Lahan Bisnis di Sekolah
Hasil investigasi (mewawancarai orang tua murid) Badan Advokasi Publik (2006) dijumpai beberapa praktek bisnis yang dijalan pihak sekolah;
Pertama, pedagang pakaian. Pihak sekolah menjadi pedangan pakaian ke anak-anak muridnya, sehingga seluruh pakaian sekolah harus beli di sekolah. Pakaian termasuk sepatu, baju, baju olah raga, baju melayu, topi, dan pernak-pernik lainnya. Ini disebabkan ada aturan bahwa wajib pakaian seragam.
Kedua, pedagang buku, pihak sekolah mewajibkan murid-muridnya membeli buku di sekolah bermacam buku, buku terbitan Jakarta, terbitan lokal, dan termasuk juga alat tulis. Satu keluarga miskin di Sri Merantik Rumbai Pesisir membatalkan anaknya masuk sekolah dasar karena harus membeli buku dan baju dan harus bayar lunas. Padahal peraturan pemerintah melarang sekolah menjual buku.
Ketiga, pedagang bangku, setiap anak yang baru masuk terutama bagi yang baru pindah dari sekolah lain diwajibkan oleh pihak sekolah membayar uang bangku yang nilianya mencapai Rp.300 rb, padahal bangku dan kursinya sudah ada.
Keempat, pengumpul pernak pernik sekolah seperti hordeng, penghias pintu, bunga plastik dan hasil karya tangan lainnya yang bisa memperindah sekolah. Bagi sekolah baru murid dibebankan secara bersama membeli kebutuhan sekolah tersebut. Caranya melalui pelajaran hasil karya anak-anak, anak-anak diwajibkan membawa sesuatu sebagai karya tangan lucunya lebih disarankan dibeli. Sumbangan siswa tersebut diakui sebagai milik sekolah.
Kelima, pengusaha EO (event organizer), dimana pihak sekolah mengadakan acara besar-besaran khususnya untuk perpisahan. Bayangan sekolah bisa siaran tunda di televisi atau jalan-jalan ke luar daerah, dan menyediakan hadiah untuk para guru dan sekolah sementara biaya dibebankan ke siswa.

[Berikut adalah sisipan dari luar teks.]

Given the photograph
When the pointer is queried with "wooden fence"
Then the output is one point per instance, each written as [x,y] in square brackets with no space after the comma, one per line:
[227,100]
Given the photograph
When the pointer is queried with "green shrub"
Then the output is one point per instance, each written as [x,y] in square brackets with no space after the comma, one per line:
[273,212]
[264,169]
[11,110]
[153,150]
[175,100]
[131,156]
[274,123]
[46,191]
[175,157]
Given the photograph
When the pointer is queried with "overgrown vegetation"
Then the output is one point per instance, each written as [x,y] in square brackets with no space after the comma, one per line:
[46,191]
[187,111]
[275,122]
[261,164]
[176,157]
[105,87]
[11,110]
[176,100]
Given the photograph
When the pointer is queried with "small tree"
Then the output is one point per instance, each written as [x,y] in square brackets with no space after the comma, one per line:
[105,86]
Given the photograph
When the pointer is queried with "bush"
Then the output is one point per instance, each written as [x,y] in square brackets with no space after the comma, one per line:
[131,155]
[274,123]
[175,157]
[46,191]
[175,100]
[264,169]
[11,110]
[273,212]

Keenam, bisnis bimbingan belajar. Sekolah memaksa murid untuk ikut bimbingan belajar harus membayar dari pelajaran yang seharusnya diajarkan pada waktu jam sekolah. Ini menandakan bahwa guru sengaja mengurangi capaian pelajaran di di jam sekolah agar ada alasan untuk tambahan bimbingan, karena bimbingan tersebut juga dilakukan guru yang sama.

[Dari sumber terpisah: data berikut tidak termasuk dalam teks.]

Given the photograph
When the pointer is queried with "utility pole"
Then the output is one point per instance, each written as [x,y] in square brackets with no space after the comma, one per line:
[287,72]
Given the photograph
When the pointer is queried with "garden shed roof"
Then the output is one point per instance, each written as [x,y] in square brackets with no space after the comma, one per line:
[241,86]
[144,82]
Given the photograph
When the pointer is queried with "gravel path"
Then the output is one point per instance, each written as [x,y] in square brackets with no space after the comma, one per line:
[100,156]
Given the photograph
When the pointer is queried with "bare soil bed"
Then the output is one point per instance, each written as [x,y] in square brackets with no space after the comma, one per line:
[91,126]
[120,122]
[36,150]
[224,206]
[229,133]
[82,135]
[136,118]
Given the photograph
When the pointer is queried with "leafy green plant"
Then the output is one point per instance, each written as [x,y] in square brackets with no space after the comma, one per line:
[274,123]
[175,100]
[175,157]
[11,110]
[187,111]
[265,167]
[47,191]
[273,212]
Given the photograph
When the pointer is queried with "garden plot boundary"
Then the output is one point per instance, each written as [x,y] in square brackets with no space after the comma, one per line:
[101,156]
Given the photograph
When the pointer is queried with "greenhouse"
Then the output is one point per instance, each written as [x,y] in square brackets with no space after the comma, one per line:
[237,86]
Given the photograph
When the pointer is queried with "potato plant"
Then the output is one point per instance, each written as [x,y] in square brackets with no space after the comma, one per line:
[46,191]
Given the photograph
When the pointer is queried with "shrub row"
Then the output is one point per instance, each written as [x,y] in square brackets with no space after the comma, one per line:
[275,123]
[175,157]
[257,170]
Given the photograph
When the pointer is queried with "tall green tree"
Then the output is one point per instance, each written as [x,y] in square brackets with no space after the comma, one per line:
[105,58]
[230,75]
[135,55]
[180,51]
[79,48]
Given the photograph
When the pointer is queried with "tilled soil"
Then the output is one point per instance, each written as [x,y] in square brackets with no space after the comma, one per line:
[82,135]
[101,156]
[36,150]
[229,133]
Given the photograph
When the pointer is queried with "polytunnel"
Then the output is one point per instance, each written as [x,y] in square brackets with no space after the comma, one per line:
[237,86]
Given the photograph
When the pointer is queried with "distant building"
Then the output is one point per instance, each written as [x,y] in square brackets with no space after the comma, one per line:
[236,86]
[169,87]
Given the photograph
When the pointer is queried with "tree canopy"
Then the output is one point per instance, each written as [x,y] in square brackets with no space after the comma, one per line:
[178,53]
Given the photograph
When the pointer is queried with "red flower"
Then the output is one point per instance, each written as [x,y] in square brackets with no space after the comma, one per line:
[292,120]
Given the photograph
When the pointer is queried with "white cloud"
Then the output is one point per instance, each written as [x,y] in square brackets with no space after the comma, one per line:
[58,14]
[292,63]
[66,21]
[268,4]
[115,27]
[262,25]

Selain keenam jenis bisnis tersebut, masih dijumpai di beberapa sekolah favorit melakukan praktek percaloan, bagi siswa yang akan masuk ke sekolah favorit tersebut dengan kemampuan yang terbatas maka tersedia calo yang bisa meluluskan dengan jumlah bayaran tertentu. Untuk tingkat SMU uang yang harus disediakan lebih dari 5 juta rupiah sedangkan untuk SMP dan SD harus menyediakan uang 2 sampai 4 juta rupiah.
Harus diperbaiki
Sudah dapat dipastikan dengan kondisi diatas orang miskin tidak mungkin bisa sekolah. Target tahun 2008 semua anak tamat SMP agaknya sulit dicapai karena sekolah menjadi momok yang menakutkan bagi keluarga miskin yang masih 23%. Bisa-bisa sampai tahun 2020 tingkat pendidikan sekolah dasar tetap 62% seperti sekarang.

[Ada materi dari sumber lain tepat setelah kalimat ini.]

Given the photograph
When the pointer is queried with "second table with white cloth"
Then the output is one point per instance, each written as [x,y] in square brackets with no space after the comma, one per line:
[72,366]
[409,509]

Pemerintah harus melakukan pembenahan secara mendasar, bukan dari sector biaya dan bangunan fisik saja. Fakta diatas menunjukkan bahwa sangat diperlukan perangkat sistematik yang bisa mengawasi prilaku sekolah dan pembelaan hak-hak kepada murid dan orang tua murid. Selama ini, sistem pengawasan itu yang belum terbentuk dan kalau ada murid yang protes maka murid tersebut yang menjadi korban dan belum ada sanksi yang diberikan kepada pemerintah kepada pihak sekolah.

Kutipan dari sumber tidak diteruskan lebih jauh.